Aggregations (Tumbling Windows)
Streaming aggregations are used extensively in stream processing, and form the basis of continuous aggregation / ETL operations into Hadoop and DBMSs. Queries utilize functions such as AVG, COUNT, MAX, MIN, SUM, STDDEV_POP, STDDEV_SAMP, VAR_POP, VAR_SAMP, and output a record at specified intervals for each GROUP of input records. For example:
SELECT STREAM FLOOR(WEATHERSTREAM.ROWTIME to MINUTE) AS FLOOR_MINUTE, MIN(TEMP) AS MIN_TEMP, MAX(TEMP) AS MAX_TEMP, AVG(TEMP) AS AVG_TEMP FROM WEATHERSTREAM GROUP BY FLOOR(WEATHERSTREAM.ROWTIME TO MINUTE);
The result is a stream of new records, one per minute, specifying the maximum, minimum and average readings recorded in that minute. This type of query is particularly useful for generating periodic reports with zero latency from the input data streams.
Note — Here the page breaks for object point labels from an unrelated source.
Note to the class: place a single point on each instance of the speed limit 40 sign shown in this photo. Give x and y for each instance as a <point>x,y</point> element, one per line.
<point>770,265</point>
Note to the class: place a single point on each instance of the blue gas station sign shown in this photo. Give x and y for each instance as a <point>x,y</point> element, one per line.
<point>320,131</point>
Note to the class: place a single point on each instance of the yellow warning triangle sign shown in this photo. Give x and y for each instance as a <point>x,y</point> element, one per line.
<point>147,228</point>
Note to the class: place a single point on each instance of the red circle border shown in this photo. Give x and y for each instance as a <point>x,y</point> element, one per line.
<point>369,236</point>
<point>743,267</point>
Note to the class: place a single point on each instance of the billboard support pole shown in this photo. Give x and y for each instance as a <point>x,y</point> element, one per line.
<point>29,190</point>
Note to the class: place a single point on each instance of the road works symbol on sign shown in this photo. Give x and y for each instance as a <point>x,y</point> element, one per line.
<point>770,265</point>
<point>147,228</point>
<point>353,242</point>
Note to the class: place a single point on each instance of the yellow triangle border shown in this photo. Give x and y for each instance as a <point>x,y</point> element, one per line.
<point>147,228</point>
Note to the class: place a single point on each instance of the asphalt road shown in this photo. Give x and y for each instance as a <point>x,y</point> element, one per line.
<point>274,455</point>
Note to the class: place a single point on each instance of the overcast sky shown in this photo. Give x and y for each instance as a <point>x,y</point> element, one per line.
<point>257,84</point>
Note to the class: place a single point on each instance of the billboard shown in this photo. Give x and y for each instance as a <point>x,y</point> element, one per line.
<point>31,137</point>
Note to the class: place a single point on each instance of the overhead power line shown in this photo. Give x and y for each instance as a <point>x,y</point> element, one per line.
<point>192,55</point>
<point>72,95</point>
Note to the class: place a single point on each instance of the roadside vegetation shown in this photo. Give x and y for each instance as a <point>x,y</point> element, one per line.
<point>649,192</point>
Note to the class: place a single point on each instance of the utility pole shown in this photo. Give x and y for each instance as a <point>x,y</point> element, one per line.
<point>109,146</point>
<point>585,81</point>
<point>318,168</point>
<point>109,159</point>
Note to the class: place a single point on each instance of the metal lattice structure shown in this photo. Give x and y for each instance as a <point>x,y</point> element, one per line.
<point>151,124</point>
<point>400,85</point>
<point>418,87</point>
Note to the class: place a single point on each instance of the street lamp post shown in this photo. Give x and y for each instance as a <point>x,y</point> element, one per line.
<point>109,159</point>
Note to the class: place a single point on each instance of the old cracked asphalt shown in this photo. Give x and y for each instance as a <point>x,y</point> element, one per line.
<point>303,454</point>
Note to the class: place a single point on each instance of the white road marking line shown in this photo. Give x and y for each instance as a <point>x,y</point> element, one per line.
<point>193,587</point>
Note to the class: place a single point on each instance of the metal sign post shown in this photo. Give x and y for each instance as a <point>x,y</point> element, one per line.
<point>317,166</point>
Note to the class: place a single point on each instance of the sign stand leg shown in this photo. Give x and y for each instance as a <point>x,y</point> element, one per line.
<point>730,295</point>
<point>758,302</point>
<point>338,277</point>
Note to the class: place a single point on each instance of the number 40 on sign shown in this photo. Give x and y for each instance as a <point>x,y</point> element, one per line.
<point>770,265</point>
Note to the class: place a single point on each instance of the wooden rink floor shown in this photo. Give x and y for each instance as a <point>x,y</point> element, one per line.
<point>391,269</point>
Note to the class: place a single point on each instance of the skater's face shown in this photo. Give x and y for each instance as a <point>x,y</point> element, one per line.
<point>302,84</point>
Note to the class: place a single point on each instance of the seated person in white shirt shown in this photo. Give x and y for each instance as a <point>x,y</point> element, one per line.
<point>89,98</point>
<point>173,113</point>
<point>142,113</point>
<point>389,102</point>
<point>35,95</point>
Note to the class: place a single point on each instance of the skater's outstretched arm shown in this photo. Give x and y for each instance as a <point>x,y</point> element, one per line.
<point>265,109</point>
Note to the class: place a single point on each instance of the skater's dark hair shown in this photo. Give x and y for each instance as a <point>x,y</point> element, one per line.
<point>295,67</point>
Analytics (Windowed Analytics)
Windowed analytics are the basic building block for streaming analytics. Queries generate an incrementally updated output record (or row) for each new input record. Each field (or column) in the output record may be calculated using a different window or partition. Windows can be time or row-based. For example:
SELECT STREAM ROWTIME, MIN(TEMP) OVER W1 AS WMIN_TEMP, MAX(TEMP) OVER W1 AS WMAX_TEMP, AVG(TEMP) OVER W1 AS WAVG_TEMP FROM WEATHERSTREAM WINDOW W1 AS (RANGE INTERVAL '1' MINUTE PRECEDING);
In this query an output record (or row) is generated for each new input record, specifying the updates to the minimum and maximum temperatures over the preceding 60 seconds, plus an incrementally updated average for the temperature over that period.
The Advantage of a Unified Data in Motion / Data at Rest architecture
The integration of data stream processing with DBMS and Hadoop can therefore be entirely SQL standards-compliant. At the system level, the data at rest are updated in real-time, and for trend and other data to be joined with streaming data. For developers, this offers the ability to:
- Execute analytics over stored or streaming data using the same SQL queries.
- Maintain up to the second accuracy of stored data using streaming aggregation / continuous ETL.
- Build powerful predictive analytics by joining trend and predictive analytics from the DBMS with streaming predictive analytics in SQLstream Blaze.
However, for the end customer, the technical capability and benefits of an integration stored/streaming analytics platform translate into significant business benefits:
- Better strategic decision making through real-time updates of the data driving their business reporting.
- Improved operational efficiency through real-time insights into their business operations and the ability to automate actions and updates.
- Generate new revenue streams by extended existing applications for real-time access and performance.